Non stupisce che Renzi abbia lasciato sullo sfondo quest’ultima ipotesi, suggestiva e del tutto logica in termini politici, ma poco realizzabile nelle condizioni attuali. Non ha torto chi osservava che sono proprio gli avversari interni di Renzi (nel Pd e nella coalizione) i più speranzosi di vederlo approdare a Palazzo Chigi, convinti forse che le sabbie mobili finirebbero per inghiottirlo o almeno per renderlo più duttile. D’altra parte non c’entra nulla la “staffetta” degli anni Ottanta fra Craxi e De Mita, evocata da più parti in questi giorni.
Quella fu una trattativa fra due capi partito che si scambiarono, non senza resistenze, la guida del governo.
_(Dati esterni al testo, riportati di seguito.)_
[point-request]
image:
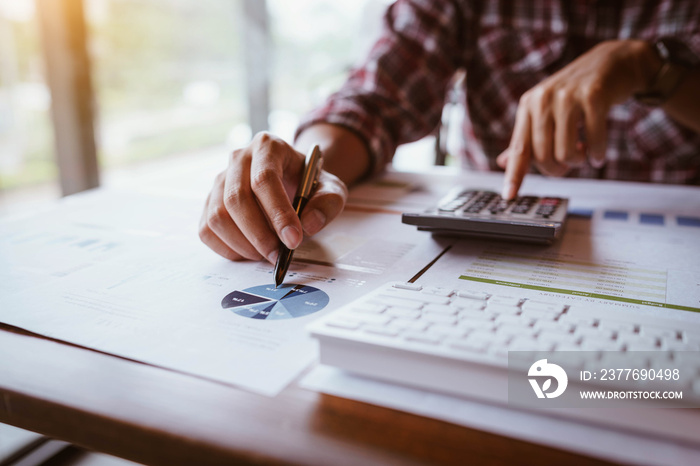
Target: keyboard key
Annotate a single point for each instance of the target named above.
(420, 337)
(476, 324)
(372, 319)
(638, 342)
(440, 309)
(477, 346)
(466, 303)
(557, 326)
(439, 319)
(558, 337)
(514, 320)
(475, 315)
(618, 327)
(658, 332)
(368, 308)
(523, 343)
(408, 286)
(595, 332)
(384, 331)
(594, 344)
(539, 315)
(438, 291)
(402, 312)
(413, 296)
(397, 302)
(406, 324)
(578, 320)
(473, 295)
(447, 331)
(514, 330)
(344, 324)
(502, 309)
(675, 345)
(543, 307)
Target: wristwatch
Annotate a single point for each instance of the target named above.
(676, 61)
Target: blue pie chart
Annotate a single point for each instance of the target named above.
(287, 301)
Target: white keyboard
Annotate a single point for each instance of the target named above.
(457, 341)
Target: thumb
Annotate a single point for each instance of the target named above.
(326, 203)
(502, 159)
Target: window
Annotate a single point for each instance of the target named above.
(26, 138)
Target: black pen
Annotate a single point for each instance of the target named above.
(308, 182)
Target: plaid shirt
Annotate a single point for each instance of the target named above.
(507, 47)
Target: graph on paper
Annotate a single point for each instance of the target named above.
(266, 302)
(611, 281)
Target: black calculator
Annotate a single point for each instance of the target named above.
(476, 212)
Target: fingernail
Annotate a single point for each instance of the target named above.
(313, 221)
(272, 257)
(291, 237)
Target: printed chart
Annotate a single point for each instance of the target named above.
(615, 282)
(267, 302)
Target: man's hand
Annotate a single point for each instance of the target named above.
(249, 209)
(551, 116)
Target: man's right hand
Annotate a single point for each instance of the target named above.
(249, 209)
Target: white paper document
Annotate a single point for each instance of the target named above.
(126, 274)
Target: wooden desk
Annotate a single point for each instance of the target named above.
(157, 416)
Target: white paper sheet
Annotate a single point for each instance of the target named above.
(126, 274)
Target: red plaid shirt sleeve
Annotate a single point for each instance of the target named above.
(397, 95)
(507, 47)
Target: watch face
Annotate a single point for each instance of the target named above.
(675, 51)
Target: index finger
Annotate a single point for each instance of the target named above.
(520, 153)
(274, 159)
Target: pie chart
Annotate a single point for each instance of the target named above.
(287, 301)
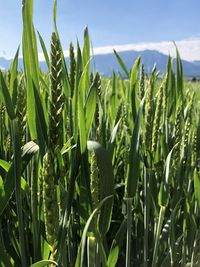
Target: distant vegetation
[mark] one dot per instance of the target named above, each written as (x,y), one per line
(97,171)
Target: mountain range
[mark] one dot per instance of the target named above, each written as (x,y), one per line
(107,63)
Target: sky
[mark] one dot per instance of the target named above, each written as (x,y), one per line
(123,25)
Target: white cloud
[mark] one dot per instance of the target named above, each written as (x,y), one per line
(189,49)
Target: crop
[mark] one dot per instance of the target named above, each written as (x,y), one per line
(96,171)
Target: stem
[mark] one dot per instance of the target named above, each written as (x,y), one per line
(17,176)
(158,231)
(129,226)
(146,217)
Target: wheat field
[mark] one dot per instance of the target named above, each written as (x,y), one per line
(96,171)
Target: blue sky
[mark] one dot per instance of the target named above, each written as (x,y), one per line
(110,22)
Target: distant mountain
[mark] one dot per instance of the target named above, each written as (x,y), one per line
(105,64)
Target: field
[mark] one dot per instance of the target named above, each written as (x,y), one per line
(97,171)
In questo caso si tratterebbe di un leader appena entrato in carica che chiede di portare la sua forza politica a Palazzo Chigi, sostituendo un esponente del suo stesso partito più debole perché privo proprio di quella forza che Renzi possiede ma esita a usare. Non è la stessa cosa. Semmai il nostro caso ricorda il passaggio in Inghilterra da Blair a Gordon Brown, entrambi laburisti. Oppure fra la Thatcher e John Major, conservatori, qualche anno prima. Ma si sa che a Londra i meccanismi istituzionali sono ben collaudati, anche quando c’è da affermare la supremazia del partito sul premier.
Da noi il problema è che Renzi è tutt’altro che sicuro di avere le spalle coperte dal suo partito, una volta che si fosse caricato la responsabilità del governo. Una responsabilità da cui non deriva gloria, tanto meno gloria elettorale, ma solo una serie infinita di problemi di ardua o quasi impossibile soluzione. In altre parole, l’avventura può trasformarsi in un attimo in una trappola mortale per un giovane ambizioso che non vuole incrinare il proprio consenso e punta solo ed esclusivamente a un’ampia, indiscutibile vittoria elettorale (resa più clamorosa dal generoso premio di maggioranza previsto dalle nuove norme).